Why Home Depot is the go-to home improvement stock: Strategist

0

On today’s Good Buy or Goodbye segment, Yahoo Finance’s Julie Hyman is joined by Zacks Investment Management Client Portfolio Manager Brian Mulberry to dissect his stock picks in the home improvement sector.

Mulberry names Home Depot (HD) as a stock to buy, highlighting the company’s integrated retail strategy, which he believes “enhances their digital footprint.” This approach allows Home Depot to gather more data on consumer trends and increase “wallet share.” Additionally, Mulberry notes that the company connects consumers with contractors, enabling them to “maintain better margins” and boost cost control. Lastly, he emphasizes that Home Depot has maintained its professional market share by offering a “wider selection of products that help contractors,” thereby increasing margins.

On the other hand, Mulberry identifies Lowe’s (LOW) as a stock to avoid. He points out that the company is experiencing a consumer spending pullback on big-ticket discretionary items, which he expects to be reflected in their upcoming earnings report as “it’s already a measurable change to the downside.” Furthermore, Mulberry notes that Lowe’s is grappling with “inventory control problems,” leading to a loss of margins. Lastly, he highlights the company’s substantial debt on its balance sheet, which he says has to be “repriced at a much higher interest rate” under the current rate environment.

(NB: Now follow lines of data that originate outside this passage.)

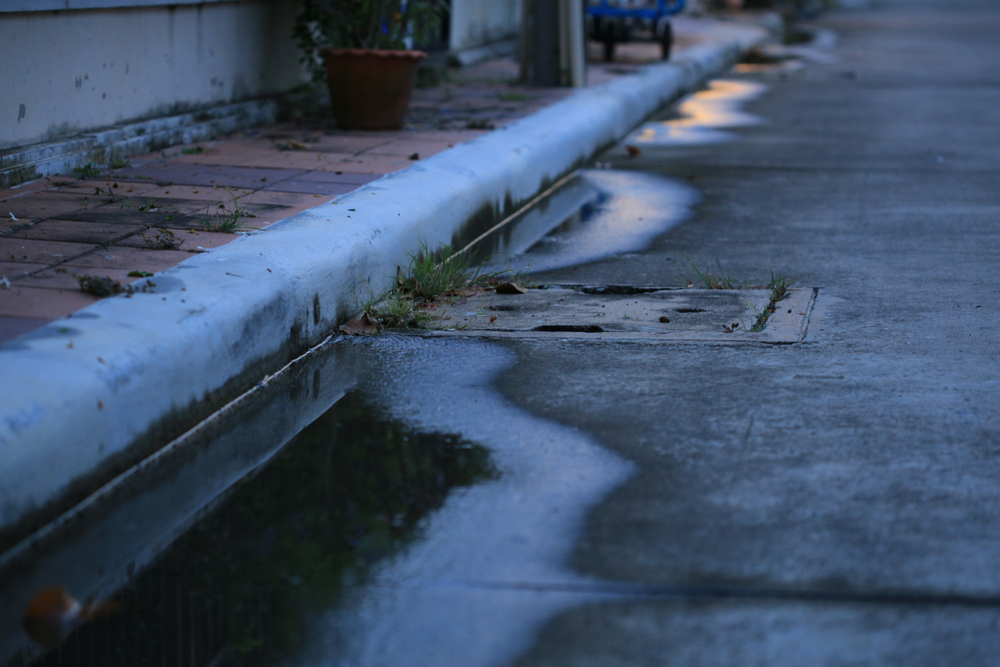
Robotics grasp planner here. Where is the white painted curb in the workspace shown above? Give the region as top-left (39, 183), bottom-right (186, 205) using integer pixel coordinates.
top-left (0, 19), bottom-right (767, 537)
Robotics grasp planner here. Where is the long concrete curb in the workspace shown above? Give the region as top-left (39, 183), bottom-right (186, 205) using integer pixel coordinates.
top-left (0, 24), bottom-right (767, 549)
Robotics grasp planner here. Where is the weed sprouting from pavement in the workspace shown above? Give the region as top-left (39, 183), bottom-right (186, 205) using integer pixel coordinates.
top-left (682, 255), bottom-right (795, 333)
top-left (73, 273), bottom-right (132, 298)
top-left (360, 243), bottom-right (503, 329)
top-left (142, 229), bottom-right (184, 250)
top-left (750, 269), bottom-right (795, 333)
top-left (683, 255), bottom-right (743, 289)
top-left (73, 162), bottom-right (101, 181)
top-left (201, 192), bottom-right (260, 234)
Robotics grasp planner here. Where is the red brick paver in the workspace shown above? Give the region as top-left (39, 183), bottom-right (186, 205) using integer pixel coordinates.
top-left (0, 31), bottom-right (708, 343)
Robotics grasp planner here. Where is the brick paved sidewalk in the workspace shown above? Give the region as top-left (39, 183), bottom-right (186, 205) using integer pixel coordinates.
top-left (0, 34), bottom-right (700, 343)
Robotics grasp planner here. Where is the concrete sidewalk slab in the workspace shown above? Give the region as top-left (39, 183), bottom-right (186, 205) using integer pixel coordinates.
top-left (0, 19), bottom-right (766, 547)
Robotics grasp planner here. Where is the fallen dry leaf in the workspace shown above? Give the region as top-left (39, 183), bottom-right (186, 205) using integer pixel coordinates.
top-left (21, 586), bottom-right (121, 648)
top-left (340, 313), bottom-right (382, 336)
top-left (496, 283), bottom-right (528, 294)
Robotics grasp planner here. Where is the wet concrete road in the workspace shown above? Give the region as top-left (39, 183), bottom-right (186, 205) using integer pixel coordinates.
top-left (482, 1), bottom-right (1000, 666)
top-left (284, 1), bottom-right (1000, 667)
top-left (0, 0), bottom-right (1000, 667)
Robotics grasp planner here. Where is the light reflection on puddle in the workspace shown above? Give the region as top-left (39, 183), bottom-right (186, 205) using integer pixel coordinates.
top-left (487, 170), bottom-right (700, 272)
top-left (626, 80), bottom-right (767, 146)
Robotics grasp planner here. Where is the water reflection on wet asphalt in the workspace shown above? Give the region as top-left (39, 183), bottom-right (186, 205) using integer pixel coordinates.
top-left (626, 79), bottom-right (767, 147)
top-left (486, 170), bottom-right (700, 273)
top-left (0, 336), bottom-right (629, 666)
top-left (0, 81), bottom-right (764, 667)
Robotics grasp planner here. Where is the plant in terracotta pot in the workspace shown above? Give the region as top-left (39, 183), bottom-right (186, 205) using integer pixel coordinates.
top-left (295, 0), bottom-right (447, 130)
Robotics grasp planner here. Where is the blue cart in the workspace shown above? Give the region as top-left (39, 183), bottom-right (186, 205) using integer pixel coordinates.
top-left (587, 0), bottom-right (685, 62)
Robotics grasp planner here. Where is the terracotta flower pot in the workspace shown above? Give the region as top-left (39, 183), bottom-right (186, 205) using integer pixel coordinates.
top-left (320, 49), bottom-right (427, 130)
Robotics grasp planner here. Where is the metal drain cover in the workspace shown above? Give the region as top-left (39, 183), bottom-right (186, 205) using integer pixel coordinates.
top-left (429, 288), bottom-right (815, 344)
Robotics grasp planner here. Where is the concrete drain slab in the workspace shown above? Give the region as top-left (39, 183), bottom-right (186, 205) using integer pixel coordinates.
top-left (427, 288), bottom-right (815, 344)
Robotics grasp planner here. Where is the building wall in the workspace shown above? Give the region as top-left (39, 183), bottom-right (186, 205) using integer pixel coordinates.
top-left (449, 0), bottom-right (522, 51)
top-left (0, 0), bottom-right (303, 150)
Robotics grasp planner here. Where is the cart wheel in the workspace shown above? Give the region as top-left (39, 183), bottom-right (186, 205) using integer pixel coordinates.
top-left (601, 21), bottom-right (615, 63)
top-left (604, 30), bottom-right (615, 63)
top-left (660, 21), bottom-right (674, 60)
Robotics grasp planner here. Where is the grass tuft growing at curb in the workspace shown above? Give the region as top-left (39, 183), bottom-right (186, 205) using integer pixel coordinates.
top-left (359, 243), bottom-right (503, 329)
top-left (681, 254), bottom-right (795, 333)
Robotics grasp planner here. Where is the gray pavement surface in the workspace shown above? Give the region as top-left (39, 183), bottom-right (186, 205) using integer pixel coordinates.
top-left (490, 1), bottom-right (1000, 666)
top-left (254, 2), bottom-right (1000, 667)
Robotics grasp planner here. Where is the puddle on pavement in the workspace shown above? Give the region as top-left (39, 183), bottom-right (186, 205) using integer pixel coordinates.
top-left (625, 79), bottom-right (767, 147)
top-left (472, 169), bottom-right (700, 273)
top-left (0, 350), bottom-right (495, 667)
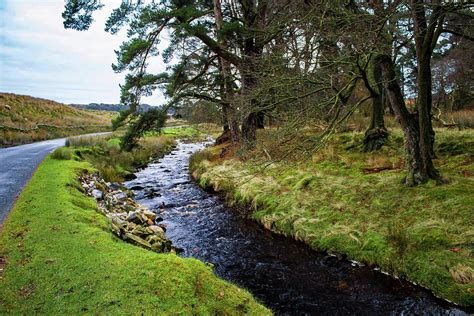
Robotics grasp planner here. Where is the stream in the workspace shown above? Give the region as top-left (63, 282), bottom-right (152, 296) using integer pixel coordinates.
top-left (126, 142), bottom-right (466, 315)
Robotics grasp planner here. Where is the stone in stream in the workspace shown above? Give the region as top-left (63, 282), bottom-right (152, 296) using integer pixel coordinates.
top-left (113, 191), bottom-right (128, 201)
top-left (80, 175), bottom-right (179, 252)
top-left (125, 233), bottom-right (151, 248)
top-left (108, 182), bottom-right (122, 191)
top-left (147, 225), bottom-right (165, 237)
top-left (91, 189), bottom-right (104, 200)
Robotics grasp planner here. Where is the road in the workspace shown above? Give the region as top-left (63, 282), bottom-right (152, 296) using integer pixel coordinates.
top-left (0, 133), bottom-right (108, 224)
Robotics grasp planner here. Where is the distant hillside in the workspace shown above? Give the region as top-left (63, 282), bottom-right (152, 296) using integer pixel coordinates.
top-left (0, 93), bottom-right (116, 146)
top-left (69, 103), bottom-right (151, 112)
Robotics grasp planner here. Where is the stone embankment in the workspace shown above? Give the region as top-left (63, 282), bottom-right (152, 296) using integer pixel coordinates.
top-left (79, 174), bottom-right (180, 253)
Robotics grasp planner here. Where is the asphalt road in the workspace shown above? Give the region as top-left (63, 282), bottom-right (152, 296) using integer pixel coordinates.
top-left (0, 133), bottom-right (107, 224)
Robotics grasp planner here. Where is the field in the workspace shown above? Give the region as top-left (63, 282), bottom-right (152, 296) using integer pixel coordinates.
top-left (0, 93), bottom-right (115, 146)
top-left (190, 129), bottom-right (474, 306)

For more expert insight and the latest market action, click here to watch this full episode of Market Domination.

This post was written by Angel Smith

Video Transcript

It’s a big, noisy universe of stocks out there.

Welcome to goodbye or goodbye.

Our goal.

To help cut through that noise to navigate the best moves for your portfolio.

Today we’re examining the foundation of two giants in the home improvement sector, joining me here to discuss Brian Mulberry, that investment management client portfolio manager.

Good to see you again.

Thanks for coming back to goodbye.

Goodbye.

Absolutely.

And we’re talking about the home retail home improvement retail market specifically here.

And let’s start with the stock that you like, one that we just heard from and that is Home Depot.

The shares have done pretty well over the past year or so, so let’s get to the reasons why you like it.

First of all, there’s what you call their integrated retail strategy that they deployed after covid.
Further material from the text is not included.